Sunday, August 27, 2006

A literature with a sense of place

  • While in college, I read a book that ignited my passion for Latin American literature. It was Mario Vargas Llosa's "Conversation in the Cathedral." The "cathedral" of the title was actually the name of a seedy bar, situated in the bowels of Lima's tawdriest neighborhood where buses, trucks and colectivo cabs picked up low-fare passengers bound for the farthest reaches of the Andes, the altiplano or the coastal desert.

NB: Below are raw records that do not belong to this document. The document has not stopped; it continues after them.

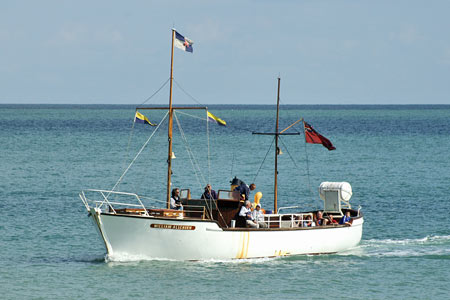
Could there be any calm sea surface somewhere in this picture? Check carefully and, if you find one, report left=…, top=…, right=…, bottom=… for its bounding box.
left=0, top=105, right=450, bottom=299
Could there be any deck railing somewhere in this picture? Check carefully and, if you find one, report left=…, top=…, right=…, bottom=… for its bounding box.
left=80, top=189, right=207, bottom=219
left=264, top=213, right=313, bottom=228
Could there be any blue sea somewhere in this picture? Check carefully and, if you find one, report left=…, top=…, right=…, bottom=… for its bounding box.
left=0, top=105, right=450, bottom=299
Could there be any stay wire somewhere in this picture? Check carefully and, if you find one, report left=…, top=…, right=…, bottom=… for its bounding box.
left=253, top=138, right=275, bottom=182
left=139, top=78, right=170, bottom=106
left=106, top=112, right=169, bottom=198
left=295, top=123, right=319, bottom=206
left=173, top=79, right=253, bottom=132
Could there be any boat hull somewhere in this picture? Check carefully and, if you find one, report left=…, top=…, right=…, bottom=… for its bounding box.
left=91, top=209, right=364, bottom=260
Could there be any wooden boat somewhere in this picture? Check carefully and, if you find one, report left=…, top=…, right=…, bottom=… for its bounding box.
left=80, top=30, right=364, bottom=260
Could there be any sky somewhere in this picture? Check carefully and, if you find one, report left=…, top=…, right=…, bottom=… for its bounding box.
left=0, top=0, right=450, bottom=105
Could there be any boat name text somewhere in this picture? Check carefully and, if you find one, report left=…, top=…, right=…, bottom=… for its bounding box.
left=150, top=224, right=195, bottom=230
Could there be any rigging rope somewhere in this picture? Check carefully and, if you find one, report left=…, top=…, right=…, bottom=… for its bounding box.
left=296, top=122, right=319, bottom=206
left=253, top=137, right=275, bottom=182
left=206, top=110, right=211, bottom=183
left=139, top=78, right=170, bottom=105
left=173, top=112, right=205, bottom=190
left=106, top=112, right=169, bottom=198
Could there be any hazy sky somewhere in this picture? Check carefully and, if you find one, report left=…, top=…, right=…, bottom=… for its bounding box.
left=0, top=0, right=450, bottom=104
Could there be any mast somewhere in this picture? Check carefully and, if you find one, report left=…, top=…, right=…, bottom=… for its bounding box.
left=167, top=28, right=175, bottom=209
left=252, top=77, right=301, bottom=213
left=273, top=77, right=281, bottom=213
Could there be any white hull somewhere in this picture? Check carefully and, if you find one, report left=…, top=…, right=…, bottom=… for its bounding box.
left=91, top=208, right=364, bottom=260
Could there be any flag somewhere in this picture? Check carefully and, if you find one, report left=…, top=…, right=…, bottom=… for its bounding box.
left=303, top=122, right=336, bottom=151
left=134, top=111, right=156, bottom=126
left=174, top=31, right=194, bottom=53
left=207, top=111, right=227, bottom=126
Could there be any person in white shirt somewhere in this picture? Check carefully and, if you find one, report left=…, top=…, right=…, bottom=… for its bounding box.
left=239, top=200, right=258, bottom=228
left=252, top=203, right=268, bottom=228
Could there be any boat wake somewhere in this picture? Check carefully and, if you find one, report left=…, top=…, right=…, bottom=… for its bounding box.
left=338, top=235, right=450, bottom=259
left=104, top=253, right=281, bottom=264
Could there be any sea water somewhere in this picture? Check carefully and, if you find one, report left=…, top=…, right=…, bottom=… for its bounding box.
left=0, top=105, right=450, bottom=299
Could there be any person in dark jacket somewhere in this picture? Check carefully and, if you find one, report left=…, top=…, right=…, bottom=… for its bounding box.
left=201, top=184, right=217, bottom=200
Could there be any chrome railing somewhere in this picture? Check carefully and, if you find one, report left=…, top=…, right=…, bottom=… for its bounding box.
left=264, top=213, right=313, bottom=228
left=80, top=189, right=149, bottom=216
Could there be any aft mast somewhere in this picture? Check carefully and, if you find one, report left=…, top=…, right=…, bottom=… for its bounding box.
left=273, top=77, right=281, bottom=213
left=252, top=77, right=300, bottom=213
left=167, top=28, right=175, bottom=209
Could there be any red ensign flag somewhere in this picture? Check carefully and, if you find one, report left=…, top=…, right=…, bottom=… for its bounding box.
left=303, top=121, right=336, bottom=151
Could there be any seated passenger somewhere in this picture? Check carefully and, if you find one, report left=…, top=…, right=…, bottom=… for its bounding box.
left=234, top=182, right=256, bottom=200
left=239, top=200, right=258, bottom=228
left=326, top=215, right=338, bottom=225
left=316, top=210, right=325, bottom=226
left=302, top=215, right=316, bottom=227
left=170, top=188, right=183, bottom=210
left=200, top=184, right=217, bottom=200
left=252, top=203, right=268, bottom=228
left=339, top=211, right=353, bottom=226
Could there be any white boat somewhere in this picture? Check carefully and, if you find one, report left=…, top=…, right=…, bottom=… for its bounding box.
left=80, top=30, right=364, bottom=260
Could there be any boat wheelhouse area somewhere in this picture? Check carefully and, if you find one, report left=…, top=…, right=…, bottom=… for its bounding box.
left=80, top=30, right=364, bottom=260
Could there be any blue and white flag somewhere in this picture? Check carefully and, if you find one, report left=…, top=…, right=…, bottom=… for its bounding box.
left=175, top=31, right=194, bottom=53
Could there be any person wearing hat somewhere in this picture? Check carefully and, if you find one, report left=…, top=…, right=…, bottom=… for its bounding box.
left=252, top=203, right=268, bottom=228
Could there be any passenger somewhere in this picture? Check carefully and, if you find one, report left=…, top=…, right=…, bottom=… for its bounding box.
left=316, top=210, right=326, bottom=226
left=201, top=184, right=217, bottom=200
left=170, top=188, right=183, bottom=210
left=252, top=203, right=268, bottom=228
left=302, top=215, right=315, bottom=227
left=325, top=215, right=338, bottom=225
left=239, top=200, right=258, bottom=228
left=234, top=182, right=256, bottom=200
left=339, top=211, right=353, bottom=226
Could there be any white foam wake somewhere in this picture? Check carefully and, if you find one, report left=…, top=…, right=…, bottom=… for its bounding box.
left=339, top=235, right=450, bottom=257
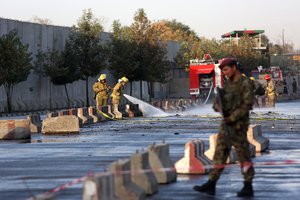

The cover photo sent a vibe -- of a joint where men who would do anything for a price exchanged information and took orders, downed cold beers as a salve against the heat and the torpor of their souls, and ground out cigarettes right on the surface of the wooden tables. What a place. Reading Vargas Llosa's scenes, I thought it must be something like the student bar I hung out in on Friday nights, the El Dorado, which was lit like a Hopper painting and harbored a few unsavory types, but was always friendly because of a screaming juke box and rowdy innocents. Little did I know. On a much later trip to Lima, and to the transport hub of the fictional Cathedral, I realized my college bar was an oasis, a paragon of virtue and hygiene, in comparison to the bars I saw before me then.

    I thought about this yesterday, while taking a break from the heat at Amnesia Brewing. A couple of dewy tall glasses of ESB were positioned before me, and I thought back to the Cathedral, and to that sense of PLACE. Is there a literature that creates it for Portland? And if so, what are its characteristics?